Earlier this month, the Transport Select Committee published a report ‘Local roads funding and maintenance: filling the gap’. It concludes with recommendations that a 5 year ‘front loaded’ Pot Hole Repair funding settlement is required to deal with the problem of potholes on local roads.
Local roads comprise over 97% of total road network length and carry two-thirds of motor traffic and almost all cyclist movements. Nearly all road journeys start and finish on local roads, yet the report also notes that local government funding has fallen by nearly 25% since 2010.
Support from FTA notes scale of the issue
FTA (Freight Transport Association) Head of Policy Christopher Snelling backed up the sentiment of the report:
“As the business organisation representing the logistics sector, FTA fully supports the Transport Select Committee’s calls for a five-year pothole repair fund; the road network has been subject to chronic underinvestment for many years.”
He went further, offering criticism of spending policy and questioning where the money might come from, “Taxes on UK road transport are the highest in Europe, yet our roads continue to be underfunded; HGVs alone pay enough tax to pay for more than 90 per cent of the current amount spent on road maintenance in the UK.

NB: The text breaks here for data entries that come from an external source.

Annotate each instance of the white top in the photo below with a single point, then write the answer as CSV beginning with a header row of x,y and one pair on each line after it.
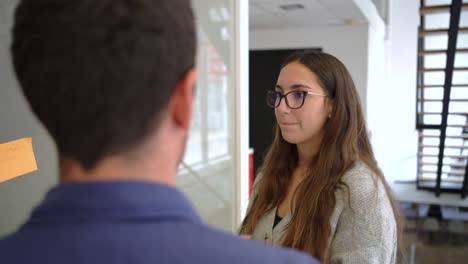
x,y
363,231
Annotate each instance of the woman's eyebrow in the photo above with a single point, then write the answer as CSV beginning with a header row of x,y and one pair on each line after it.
x,y
294,86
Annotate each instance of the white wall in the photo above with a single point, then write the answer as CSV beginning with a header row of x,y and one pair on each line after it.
x,y
18,196
392,100
347,43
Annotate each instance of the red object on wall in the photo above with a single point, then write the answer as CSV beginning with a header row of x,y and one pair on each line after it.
x,y
251,176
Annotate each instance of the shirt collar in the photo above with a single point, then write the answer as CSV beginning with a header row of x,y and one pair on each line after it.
x,y
118,200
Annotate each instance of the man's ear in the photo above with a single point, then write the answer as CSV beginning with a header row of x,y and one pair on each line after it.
x,y
182,100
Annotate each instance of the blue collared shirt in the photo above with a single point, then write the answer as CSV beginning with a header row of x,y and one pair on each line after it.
x,y
127,222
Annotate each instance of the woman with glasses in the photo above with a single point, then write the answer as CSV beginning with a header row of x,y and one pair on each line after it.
x,y
320,189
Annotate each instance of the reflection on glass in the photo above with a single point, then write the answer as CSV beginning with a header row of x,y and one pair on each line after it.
x,y
206,175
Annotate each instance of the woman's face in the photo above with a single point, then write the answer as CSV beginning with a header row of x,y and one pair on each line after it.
x,y
305,124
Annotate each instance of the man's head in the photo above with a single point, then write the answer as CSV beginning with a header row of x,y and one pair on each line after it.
x,y
102,75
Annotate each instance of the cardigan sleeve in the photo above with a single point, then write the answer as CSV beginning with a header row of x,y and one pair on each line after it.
x,y
366,228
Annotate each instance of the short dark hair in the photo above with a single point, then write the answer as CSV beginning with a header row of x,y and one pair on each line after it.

“While this funding would play a vital role in improving the nation’s road network, it would not offer a complete solution; estimates show it would cost £9.79 billion and take ten years for highways departments in England and Wales to catch up on the road repairs needed*. This investment must be viewed as part of a more comprehensive, long-term road improvement strategy.”
‘Make do and mend’ approach costing the tax payer
It is estimated that 2.2 million potholes are repaired every 12 months in the UK – at a staggering cost of around £120m. The Transport Select Committee report suggests that a new strategy needs to be encouraged. Characterising the current practice undertaken by Local Authorities of simply filling pot holes in already exhausted surface as ‘make do and mend’, the report points to the economic repercussions of not having a proactive policy in place. The report summary notes: “It undermines local economic performance and results in direct costs to taxpayers—either through rising costs of deferred work or through a mend and make do approach that does not represent good value for money in the long-term.”
Cost of repairs to vehicles caused by pot holes increasing
For motorists, the costs of repair to their vehicles has also risen, with a 2018 survey by KWIK FIT suggesting that £915m worth of damage had been done to UK drivers’ vehicles. Naturally this represents a significant operational cost to commercial drivers and HGV operators who will need to factor repair costs as well as ‘down time’ when their commercial vehicles cannot be used due to being at the garage. But with the touted Pothole Repair strategy likely to require in excess of £10 billion to address, there are doubts as to whether the situation is likely to ease anytime soon.